Depuis la sortie de son dernier livre, Americanah, j’avais envie de découvrir Chimamanda Ngozi Adichie et j’ai eu le plaisir de recevoir quelques-uns de ses ouvrages en cadeau, dont « L’hibiscus pourpre ». Ce livre, qui raconte l’histoire de Kambili, une jeune adolescente Nigériane, m’a bouleversée.

Kambili, a quinze ans, et vit à Enugu, une ville du Nigéria, avec son grand-frère Jaja,  sa mère Béatrice, épouse soumise, et son père Eugène, fervent croyant et homme de principes, riche notable de sa communauté, propriétaire d’un journal à caractère politique qui dénonce les exactions du pouvoir politique en place, généreux donateur aux pauvres et à l’église et pourtant père tyrannique à l’égard de sa famille.

On pénètre, à travers les yeux de Kambili, dans cette famille chrétienne très croyante, où le père s’attache à inculquer à ses enfants des valeurs « pures », afin d’éloigner d’eux tout péché. Et gare à ceux qui ont le malheur de s’écarter de la ligne stricte et pieuse dessinée par lui, car Eugène n’hésite pas à punir, pour un oui ou non, dès lors qu’un de ses principes est enfreint ; et de manière violente, parfois même au détriment de l’intégrité physique de ses enfants ou de sa femme. C’est dans cette ambiance de rigueur et de terreur, que sont rythmées les journées de Kambili et Jaja.

Jusqu’au jour où ils vont séjourner à Nsukka, chez leur tante paternelle Ifeoma, qui a trois enfants (Obiora, Amaka et Chima) et les éduque dans une atmosphère radicalement opposée à celle de son frère. Cette vie à Nsukka, pleine d’éclats de rires, de chants, de franc-parler et de liberté va changer pour toujours la vie de Kambili et Jaja.

Kambili s’y découvre la capacité à sourire et à rire, car jusqu’à présent, elle n’avait ni l’occasion ni ne ressentait la légitimité de le faire. Sa timidité maladive, qui l’empêchait souvent de s’exprimer, va progressivement laisser place à une aisance et une affirmation de soi.

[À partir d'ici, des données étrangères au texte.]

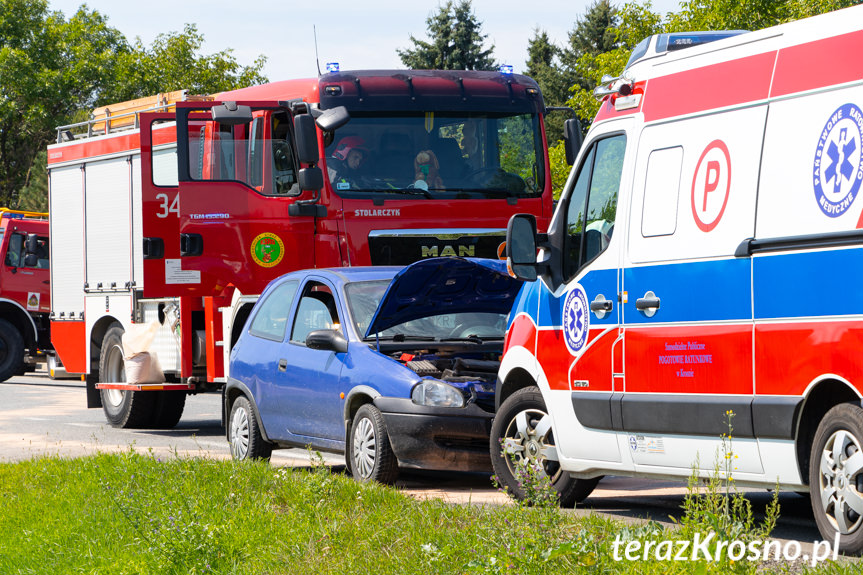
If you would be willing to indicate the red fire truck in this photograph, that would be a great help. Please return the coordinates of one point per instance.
(182, 215)
(24, 298)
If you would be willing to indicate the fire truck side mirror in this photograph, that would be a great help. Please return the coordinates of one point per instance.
(231, 114)
(311, 179)
(333, 119)
(31, 246)
(521, 247)
(572, 139)
(307, 141)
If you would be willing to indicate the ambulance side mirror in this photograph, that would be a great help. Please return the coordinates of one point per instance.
(572, 139)
(521, 247)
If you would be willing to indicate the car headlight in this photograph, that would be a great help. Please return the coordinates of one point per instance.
(437, 394)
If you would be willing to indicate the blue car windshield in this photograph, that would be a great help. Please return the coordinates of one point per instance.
(365, 297)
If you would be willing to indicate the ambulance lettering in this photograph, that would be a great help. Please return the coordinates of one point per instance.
(838, 166)
(711, 185)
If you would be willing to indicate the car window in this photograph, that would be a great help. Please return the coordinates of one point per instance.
(271, 319)
(317, 310)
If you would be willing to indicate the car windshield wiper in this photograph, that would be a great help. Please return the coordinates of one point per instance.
(398, 338)
(404, 191)
(473, 338)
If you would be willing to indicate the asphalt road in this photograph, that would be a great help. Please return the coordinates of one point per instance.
(39, 416)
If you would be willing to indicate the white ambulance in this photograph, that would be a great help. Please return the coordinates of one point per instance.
(706, 257)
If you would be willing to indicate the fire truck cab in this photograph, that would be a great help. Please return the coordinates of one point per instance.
(24, 298)
(699, 276)
(179, 210)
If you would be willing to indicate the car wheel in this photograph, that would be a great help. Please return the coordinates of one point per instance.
(11, 350)
(245, 436)
(521, 433)
(369, 450)
(836, 477)
(123, 408)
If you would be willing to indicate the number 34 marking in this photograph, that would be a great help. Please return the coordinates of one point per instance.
(164, 209)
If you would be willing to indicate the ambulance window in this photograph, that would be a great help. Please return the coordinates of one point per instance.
(592, 204)
(661, 191)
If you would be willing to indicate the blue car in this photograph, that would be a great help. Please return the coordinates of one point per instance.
(390, 366)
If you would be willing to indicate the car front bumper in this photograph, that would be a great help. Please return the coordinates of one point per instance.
(437, 438)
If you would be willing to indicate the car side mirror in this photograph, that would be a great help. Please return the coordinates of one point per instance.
(521, 247)
(327, 340)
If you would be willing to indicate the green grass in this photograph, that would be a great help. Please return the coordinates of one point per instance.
(135, 514)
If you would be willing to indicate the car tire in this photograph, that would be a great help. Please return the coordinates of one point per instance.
(11, 350)
(244, 433)
(836, 477)
(522, 428)
(122, 408)
(168, 408)
(371, 456)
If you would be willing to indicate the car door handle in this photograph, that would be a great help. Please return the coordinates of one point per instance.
(647, 304)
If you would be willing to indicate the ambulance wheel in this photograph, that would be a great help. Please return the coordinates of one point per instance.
(11, 350)
(521, 434)
(836, 477)
(123, 408)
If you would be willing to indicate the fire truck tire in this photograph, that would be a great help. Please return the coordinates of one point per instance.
(836, 477)
(123, 408)
(521, 433)
(11, 350)
(245, 436)
(168, 409)
(369, 450)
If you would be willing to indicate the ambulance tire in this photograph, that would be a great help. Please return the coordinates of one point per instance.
(123, 408)
(526, 408)
(11, 350)
(836, 477)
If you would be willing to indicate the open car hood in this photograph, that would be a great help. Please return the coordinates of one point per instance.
(437, 286)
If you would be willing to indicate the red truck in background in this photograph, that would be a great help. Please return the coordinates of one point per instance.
(25, 300)
(179, 210)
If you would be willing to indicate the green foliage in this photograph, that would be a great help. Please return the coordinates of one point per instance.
(455, 41)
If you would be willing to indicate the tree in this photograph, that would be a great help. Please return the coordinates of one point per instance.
(455, 42)
(49, 67)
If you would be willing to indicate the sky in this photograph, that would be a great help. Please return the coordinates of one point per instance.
(355, 33)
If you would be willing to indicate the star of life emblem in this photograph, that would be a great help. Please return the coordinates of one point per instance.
(576, 320)
(838, 166)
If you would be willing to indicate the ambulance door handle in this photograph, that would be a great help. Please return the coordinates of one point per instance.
(601, 306)
(647, 304)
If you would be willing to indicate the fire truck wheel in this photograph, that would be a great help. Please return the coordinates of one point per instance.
(371, 456)
(123, 408)
(836, 477)
(168, 408)
(11, 350)
(245, 433)
(521, 435)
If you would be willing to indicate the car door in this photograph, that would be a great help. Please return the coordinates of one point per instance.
(308, 380)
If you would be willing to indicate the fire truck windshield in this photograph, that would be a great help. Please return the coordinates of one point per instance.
(437, 155)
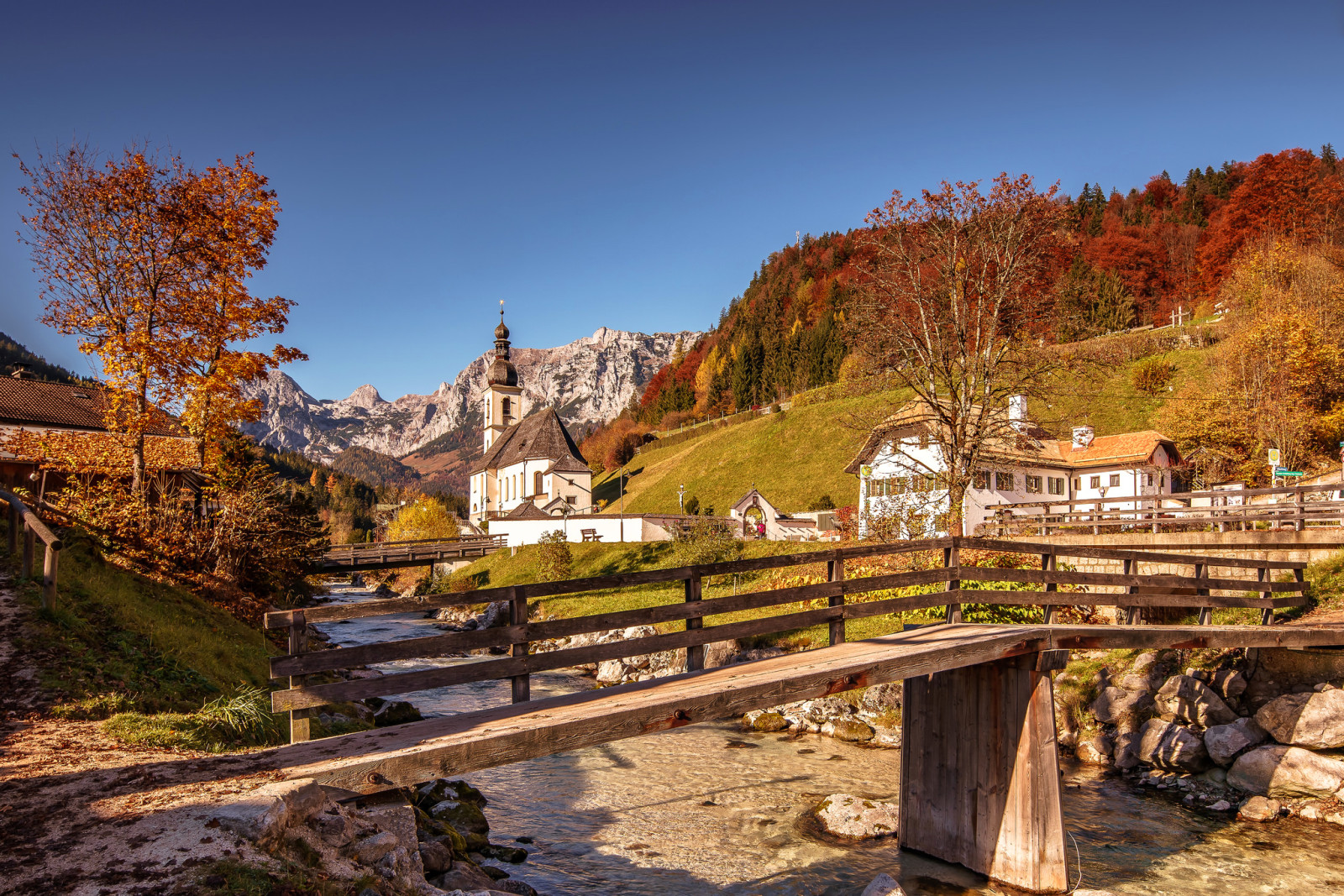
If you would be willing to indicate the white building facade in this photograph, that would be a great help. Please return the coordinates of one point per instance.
(900, 465)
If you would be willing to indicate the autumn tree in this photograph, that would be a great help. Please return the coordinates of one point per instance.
(145, 261)
(953, 300)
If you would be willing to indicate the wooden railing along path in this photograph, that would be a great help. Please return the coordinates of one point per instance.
(1288, 506)
(417, 553)
(1135, 590)
(22, 519)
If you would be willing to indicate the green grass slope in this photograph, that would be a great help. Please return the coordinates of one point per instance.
(118, 633)
(793, 458)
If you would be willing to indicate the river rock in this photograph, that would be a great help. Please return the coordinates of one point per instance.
(848, 730)
(884, 886)
(1227, 741)
(1173, 747)
(1314, 720)
(882, 698)
(1095, 750)
(857, 819)
(1260, 809)
(1116, 703)
(1186, 699)
(1287, 773)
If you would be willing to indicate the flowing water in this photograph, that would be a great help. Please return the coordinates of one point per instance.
(710, 809)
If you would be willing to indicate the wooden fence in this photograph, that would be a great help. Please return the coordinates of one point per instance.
(1292, 506)
(30, 526)
(1137, 590)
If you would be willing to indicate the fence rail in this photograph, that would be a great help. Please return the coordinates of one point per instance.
(1133, 591)
(1175, 512)
(24, 520)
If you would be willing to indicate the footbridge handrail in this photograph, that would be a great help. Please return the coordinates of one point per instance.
(1129, 589)
(22, 519)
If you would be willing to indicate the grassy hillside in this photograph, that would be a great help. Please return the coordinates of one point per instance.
(118, 633)
(793, 458)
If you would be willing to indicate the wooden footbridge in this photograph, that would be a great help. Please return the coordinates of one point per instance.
(979, 765)
(387, 555)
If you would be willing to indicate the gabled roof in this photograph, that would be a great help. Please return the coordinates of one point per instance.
(37, 403)
(539, 437)
(1032, 446)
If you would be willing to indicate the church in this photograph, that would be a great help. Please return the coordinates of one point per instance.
(531, 468)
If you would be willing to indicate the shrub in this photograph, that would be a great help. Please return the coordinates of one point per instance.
(555, 559)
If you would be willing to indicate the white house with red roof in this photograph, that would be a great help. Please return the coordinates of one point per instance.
(898, 470)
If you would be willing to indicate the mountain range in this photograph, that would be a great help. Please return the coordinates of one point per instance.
(437, 436)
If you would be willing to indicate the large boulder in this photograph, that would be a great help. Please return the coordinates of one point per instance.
(857, 819)
(1187, 699)
(1173, 747)
(1115, 705)
(1285, 773)
(1226, 743)
(1314, 720)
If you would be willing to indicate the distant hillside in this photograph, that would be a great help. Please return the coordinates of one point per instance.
(13, 352)
(374, 468)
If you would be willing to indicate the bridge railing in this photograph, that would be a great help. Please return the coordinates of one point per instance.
(27, 524)
(1294, 506)
(1131, 589)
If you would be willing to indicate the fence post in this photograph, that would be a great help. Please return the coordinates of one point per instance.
(835, 573)
(299, 720)
(49, 578)
(694, 653)
(1131, 611)
(952, 560)
(30, 546)
(1267, 613)
(1206, 613)
(517, 617)
(1048, 563)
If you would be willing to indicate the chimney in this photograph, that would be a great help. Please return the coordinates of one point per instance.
(1018, 412)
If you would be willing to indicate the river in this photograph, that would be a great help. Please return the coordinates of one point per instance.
(710, 809)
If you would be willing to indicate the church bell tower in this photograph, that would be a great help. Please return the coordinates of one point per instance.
(501, 402)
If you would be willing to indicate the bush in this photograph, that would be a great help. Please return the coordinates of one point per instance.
(1152, 375)
(706, 540)
(555, 559)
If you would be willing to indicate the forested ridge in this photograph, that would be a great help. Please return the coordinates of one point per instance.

Le livre est écrit avec énormément de pudeur, de non-dits, de sentiments retenus mais qu’on imagine. Car parfois, les non-dits parlent plus fort que les mots. Ainsi, le livre bruisse et transpire de sentiments et d’émotions. On ne peut pas rester indifférent à l’enfance nigériane de Kambili, empreinte de nostalgie et d’amour, malgré la tyrannie de leur père qui les aimait à sa manière.

Je recommande évidemment ce beau livre, magnifiquement écrit, avec des métaphores savamment construites, et dont le titre vient des hibiscus pourpres cultivés par Tatie Ifeoma dans la concession de sa maison à Nsukka, et dont jaja ramènera des graines à Enugu pour les y planter.